A Different Kind of Access


For Hannah Matranga, the backcountry was never simply about snowpack, slope angles, or avalanche forecasts. It was about access—access to mentorship, to community, and to the kind of belonging that makes risk feel survivable. She didn’t learn to snowboard until adulthood, and splitboarding came even later. Her teachers were almost exclusively men. Some were generous, others dismissive, but none reflected her own identity.


That changed in February 2023, when Matranga attended her first women’s-only avalanche course. “Life-changing” is a phrase too often diluted, but here it applies. For the first time, she was surrounded by women who taught, questioned, and failed together without judgment. The experience revealed a truth she hadn’t dared to imagine: women’s spaces weren’t just supportive—they were transformative.
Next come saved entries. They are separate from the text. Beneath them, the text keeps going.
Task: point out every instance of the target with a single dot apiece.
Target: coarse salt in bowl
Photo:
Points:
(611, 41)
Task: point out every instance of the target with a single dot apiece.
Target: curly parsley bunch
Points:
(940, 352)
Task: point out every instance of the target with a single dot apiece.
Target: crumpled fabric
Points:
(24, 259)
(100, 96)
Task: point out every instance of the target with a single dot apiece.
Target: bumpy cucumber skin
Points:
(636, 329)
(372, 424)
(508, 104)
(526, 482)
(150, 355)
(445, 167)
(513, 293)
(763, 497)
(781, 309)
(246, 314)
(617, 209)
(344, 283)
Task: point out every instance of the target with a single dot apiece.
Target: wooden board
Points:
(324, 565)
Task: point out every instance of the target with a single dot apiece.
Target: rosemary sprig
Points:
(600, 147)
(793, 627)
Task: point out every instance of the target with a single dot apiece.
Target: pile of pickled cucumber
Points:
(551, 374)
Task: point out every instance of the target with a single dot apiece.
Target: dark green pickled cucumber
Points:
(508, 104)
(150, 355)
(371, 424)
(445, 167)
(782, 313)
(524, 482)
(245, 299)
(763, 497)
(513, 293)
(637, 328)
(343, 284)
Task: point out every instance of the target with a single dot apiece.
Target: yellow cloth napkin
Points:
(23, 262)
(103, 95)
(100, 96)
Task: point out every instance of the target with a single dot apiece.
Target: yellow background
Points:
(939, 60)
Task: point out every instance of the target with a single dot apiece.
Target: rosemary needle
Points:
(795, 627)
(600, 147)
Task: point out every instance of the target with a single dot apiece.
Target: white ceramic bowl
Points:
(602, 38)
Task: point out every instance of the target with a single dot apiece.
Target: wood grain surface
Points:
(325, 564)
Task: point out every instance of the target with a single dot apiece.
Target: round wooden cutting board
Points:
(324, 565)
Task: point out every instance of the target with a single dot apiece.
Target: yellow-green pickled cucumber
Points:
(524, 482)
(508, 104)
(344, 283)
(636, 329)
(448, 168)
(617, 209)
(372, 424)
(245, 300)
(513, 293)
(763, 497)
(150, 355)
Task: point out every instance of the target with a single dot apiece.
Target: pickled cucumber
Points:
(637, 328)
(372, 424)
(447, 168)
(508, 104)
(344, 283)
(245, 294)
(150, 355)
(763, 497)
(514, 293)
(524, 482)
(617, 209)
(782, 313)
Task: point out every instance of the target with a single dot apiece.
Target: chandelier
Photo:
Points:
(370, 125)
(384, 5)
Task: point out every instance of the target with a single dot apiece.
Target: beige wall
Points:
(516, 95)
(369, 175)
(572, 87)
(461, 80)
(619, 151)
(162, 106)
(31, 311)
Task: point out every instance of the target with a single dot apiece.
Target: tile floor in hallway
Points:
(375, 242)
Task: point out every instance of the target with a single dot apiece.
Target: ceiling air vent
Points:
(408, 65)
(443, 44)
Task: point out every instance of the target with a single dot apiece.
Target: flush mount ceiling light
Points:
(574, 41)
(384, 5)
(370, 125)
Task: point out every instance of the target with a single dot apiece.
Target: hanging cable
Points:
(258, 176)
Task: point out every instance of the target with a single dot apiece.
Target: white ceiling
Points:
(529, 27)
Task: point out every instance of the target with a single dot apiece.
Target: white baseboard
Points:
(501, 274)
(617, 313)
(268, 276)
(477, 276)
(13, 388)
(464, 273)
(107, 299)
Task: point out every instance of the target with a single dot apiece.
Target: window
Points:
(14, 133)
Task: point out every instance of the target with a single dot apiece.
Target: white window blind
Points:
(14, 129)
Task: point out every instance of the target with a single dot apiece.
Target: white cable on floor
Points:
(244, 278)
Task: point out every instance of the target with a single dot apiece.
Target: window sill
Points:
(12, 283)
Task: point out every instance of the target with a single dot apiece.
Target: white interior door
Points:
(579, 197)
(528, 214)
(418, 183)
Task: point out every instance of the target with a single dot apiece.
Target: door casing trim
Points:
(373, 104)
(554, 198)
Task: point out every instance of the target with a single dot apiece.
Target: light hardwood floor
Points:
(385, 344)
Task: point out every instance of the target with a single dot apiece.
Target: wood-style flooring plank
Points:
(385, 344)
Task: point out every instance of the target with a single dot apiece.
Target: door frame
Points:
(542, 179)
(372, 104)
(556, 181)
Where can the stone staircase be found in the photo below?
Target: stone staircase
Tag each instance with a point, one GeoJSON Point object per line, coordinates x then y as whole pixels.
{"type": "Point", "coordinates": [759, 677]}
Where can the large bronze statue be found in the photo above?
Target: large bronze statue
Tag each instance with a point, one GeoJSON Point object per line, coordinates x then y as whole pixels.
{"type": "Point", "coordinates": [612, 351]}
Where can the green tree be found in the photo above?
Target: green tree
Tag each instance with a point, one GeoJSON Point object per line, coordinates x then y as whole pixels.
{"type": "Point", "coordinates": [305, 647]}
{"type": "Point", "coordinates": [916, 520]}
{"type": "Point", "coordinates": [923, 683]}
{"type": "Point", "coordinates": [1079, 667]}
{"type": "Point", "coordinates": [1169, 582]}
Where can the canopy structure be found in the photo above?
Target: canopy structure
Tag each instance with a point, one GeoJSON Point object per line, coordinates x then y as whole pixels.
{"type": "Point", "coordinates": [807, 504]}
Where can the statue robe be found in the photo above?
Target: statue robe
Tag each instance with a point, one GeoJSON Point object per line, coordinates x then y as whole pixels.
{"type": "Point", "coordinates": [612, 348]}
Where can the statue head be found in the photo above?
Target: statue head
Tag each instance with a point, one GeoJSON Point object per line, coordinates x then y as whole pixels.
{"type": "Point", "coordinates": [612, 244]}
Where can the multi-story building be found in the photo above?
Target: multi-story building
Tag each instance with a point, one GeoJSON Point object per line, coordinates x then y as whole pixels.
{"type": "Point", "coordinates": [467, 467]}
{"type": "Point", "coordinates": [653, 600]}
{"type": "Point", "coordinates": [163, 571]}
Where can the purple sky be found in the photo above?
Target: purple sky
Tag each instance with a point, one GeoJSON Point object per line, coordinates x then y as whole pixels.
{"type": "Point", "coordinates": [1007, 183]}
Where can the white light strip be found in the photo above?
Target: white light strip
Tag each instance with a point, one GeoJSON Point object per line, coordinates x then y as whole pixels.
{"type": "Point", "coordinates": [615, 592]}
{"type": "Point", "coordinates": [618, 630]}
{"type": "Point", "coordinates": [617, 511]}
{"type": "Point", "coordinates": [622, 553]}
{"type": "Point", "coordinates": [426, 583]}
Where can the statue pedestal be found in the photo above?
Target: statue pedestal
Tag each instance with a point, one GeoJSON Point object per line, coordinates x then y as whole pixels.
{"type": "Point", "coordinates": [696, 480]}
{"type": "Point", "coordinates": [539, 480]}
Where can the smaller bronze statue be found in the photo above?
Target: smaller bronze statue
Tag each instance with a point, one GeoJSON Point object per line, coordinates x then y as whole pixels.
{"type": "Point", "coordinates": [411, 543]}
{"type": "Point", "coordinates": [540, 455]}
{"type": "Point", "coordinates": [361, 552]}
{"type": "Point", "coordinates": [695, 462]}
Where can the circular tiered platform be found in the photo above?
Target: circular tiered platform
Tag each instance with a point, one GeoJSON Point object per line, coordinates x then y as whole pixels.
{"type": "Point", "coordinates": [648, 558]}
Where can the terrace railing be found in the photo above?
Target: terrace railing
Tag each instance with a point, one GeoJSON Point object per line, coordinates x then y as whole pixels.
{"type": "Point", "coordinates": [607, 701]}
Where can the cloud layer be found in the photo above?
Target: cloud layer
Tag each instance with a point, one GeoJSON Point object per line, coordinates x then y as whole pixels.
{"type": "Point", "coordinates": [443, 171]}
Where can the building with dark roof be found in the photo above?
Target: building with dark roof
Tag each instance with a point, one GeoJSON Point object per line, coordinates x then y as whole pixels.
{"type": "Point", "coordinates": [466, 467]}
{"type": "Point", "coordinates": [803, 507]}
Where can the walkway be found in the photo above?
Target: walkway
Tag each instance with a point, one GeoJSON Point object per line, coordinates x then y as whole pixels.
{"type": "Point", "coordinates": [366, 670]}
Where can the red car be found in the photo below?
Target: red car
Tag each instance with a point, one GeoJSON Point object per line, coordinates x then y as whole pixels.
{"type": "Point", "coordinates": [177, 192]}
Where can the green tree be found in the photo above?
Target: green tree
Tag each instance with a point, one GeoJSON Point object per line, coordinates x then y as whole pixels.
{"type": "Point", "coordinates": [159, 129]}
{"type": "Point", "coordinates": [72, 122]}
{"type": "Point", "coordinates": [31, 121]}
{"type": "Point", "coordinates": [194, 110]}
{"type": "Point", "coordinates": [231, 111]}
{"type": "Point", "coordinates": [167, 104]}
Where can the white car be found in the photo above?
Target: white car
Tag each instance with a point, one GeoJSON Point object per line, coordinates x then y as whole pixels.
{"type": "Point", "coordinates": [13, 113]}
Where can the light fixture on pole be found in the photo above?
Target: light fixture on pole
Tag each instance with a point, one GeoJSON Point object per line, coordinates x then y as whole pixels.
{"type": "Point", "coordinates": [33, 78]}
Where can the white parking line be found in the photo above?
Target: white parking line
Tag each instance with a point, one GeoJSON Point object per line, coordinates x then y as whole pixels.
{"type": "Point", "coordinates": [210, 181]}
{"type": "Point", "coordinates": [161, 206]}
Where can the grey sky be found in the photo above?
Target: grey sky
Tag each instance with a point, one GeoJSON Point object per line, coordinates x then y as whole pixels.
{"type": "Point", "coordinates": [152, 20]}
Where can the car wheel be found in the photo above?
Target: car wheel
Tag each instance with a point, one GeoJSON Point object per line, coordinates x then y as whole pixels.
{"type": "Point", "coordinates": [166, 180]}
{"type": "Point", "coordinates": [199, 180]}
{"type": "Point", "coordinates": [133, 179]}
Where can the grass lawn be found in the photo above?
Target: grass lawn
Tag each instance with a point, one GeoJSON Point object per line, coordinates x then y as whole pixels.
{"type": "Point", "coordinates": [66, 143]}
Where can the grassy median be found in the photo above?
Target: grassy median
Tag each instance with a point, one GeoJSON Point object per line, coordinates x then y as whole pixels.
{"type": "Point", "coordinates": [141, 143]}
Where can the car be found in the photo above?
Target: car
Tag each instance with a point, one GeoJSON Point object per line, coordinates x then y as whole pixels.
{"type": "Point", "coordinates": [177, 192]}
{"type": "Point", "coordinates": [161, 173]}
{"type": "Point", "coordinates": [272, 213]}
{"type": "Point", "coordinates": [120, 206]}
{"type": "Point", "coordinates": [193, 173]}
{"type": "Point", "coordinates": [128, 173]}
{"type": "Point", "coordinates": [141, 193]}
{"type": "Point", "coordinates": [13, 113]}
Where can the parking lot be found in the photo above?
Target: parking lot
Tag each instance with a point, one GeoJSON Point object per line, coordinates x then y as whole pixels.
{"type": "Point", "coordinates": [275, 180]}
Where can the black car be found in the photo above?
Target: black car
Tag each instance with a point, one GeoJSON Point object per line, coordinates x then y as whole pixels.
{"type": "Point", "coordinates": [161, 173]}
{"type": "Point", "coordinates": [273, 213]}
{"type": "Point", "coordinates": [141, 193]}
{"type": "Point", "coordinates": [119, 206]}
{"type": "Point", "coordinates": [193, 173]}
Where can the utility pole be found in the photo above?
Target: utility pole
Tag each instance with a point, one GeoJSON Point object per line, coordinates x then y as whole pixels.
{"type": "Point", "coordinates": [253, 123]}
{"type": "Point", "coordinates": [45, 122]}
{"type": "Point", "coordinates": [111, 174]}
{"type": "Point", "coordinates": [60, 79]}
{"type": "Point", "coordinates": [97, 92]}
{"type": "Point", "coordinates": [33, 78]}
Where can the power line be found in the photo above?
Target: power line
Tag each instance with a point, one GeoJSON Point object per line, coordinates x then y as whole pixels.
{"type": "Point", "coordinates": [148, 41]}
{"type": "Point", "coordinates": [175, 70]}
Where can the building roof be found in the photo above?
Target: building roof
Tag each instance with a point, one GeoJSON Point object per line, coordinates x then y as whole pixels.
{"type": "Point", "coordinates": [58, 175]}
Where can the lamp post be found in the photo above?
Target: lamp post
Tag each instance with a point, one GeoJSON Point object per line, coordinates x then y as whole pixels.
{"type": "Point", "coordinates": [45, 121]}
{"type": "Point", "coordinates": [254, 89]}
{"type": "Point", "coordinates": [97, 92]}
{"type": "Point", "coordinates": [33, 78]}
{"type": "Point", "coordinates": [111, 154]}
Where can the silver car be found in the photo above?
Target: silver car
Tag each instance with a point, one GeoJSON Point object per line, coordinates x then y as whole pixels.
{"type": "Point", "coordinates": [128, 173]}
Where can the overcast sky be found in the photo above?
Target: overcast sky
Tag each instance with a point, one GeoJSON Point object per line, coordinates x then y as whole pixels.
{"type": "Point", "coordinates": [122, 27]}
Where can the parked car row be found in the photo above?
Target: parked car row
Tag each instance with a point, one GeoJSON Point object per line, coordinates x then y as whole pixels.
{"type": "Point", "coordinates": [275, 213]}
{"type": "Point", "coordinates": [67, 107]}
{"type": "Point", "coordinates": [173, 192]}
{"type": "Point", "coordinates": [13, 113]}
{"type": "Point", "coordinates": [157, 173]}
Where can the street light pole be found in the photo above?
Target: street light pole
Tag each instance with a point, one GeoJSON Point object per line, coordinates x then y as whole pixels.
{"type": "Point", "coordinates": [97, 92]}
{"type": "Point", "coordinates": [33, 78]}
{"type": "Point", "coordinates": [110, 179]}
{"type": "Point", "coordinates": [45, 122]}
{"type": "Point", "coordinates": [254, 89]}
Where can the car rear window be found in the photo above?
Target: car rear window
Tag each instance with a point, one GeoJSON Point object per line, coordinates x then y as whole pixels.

From Courage to Confidence


Cascade Slaydies, the mentorship program Matranga founded in Central Oregon, is built on that revelation. Its premise is deceptively simple: pair small groups of women with experienced mentors, and let courage do the rest.


Confidence, Matranga insists, is not a prerequisite. It’s the product of repetition, guidance, and community. Courage is what gets you to the trailhead when confidence hasn’t yet arrived. And courage, she believes, is something every woman already carries.


avalanche education woman
Education and access is one of the biggest barriers to entry for women- Hannah is changing that. Photo Credit: Hannah Matranga

Dismantling Barriers


When she asked applicants what kept them from the backcountry, the answers were telling. Yes, gear and education are expensive. But the overwhelming barriers were community and confidence. Cascade Slaydies dismantles both. It’s free, it’s relational, and it’s designed to create spaces where no one feels shame for asking a question.


Mentors are chosen not just for technical chops but for humility, empathy, and communication. This isn’t about the expert halo. It’s about listening, problem-solving, and growing alongside mentees.


Intuition as a Survival Skill


Matranga’s curriculum emphasizes something rarely taught in avalanche courses: intuition. Too many accident reports include survivors who “felt something was off” but ignored it. In a culture that prizes proof over instinct, women especially hesitate to speak up. Cascade Slaydies flips that script. Intuition isn’t weakness—it’s wisdom. Trusting it can save lives.


A Declaration of Belonging


Matranga’s own path was one of “fake it ‘til you become it.” She tagged along on trips she wasn’t ready for, exaggerated her experience to earn invitations, and swallowed questions she was too embarrassed to ask. That survival tactic shaped her mission: to build spaces where women don’t have to fake it, where belonging is assumed, not earned.


Cascade Slaydies is more than mentorship. It’s a declaration. Women belong in the backcountry. They belong on the skin track, in avalanche courses, at competitions, and in guiding roles. Belonging isn’t granted—it’s claimed. And with courage, community, and mentorship, confidence will follow.


The mountains are calling. This time, Hannah Matranga is making sure women answer together.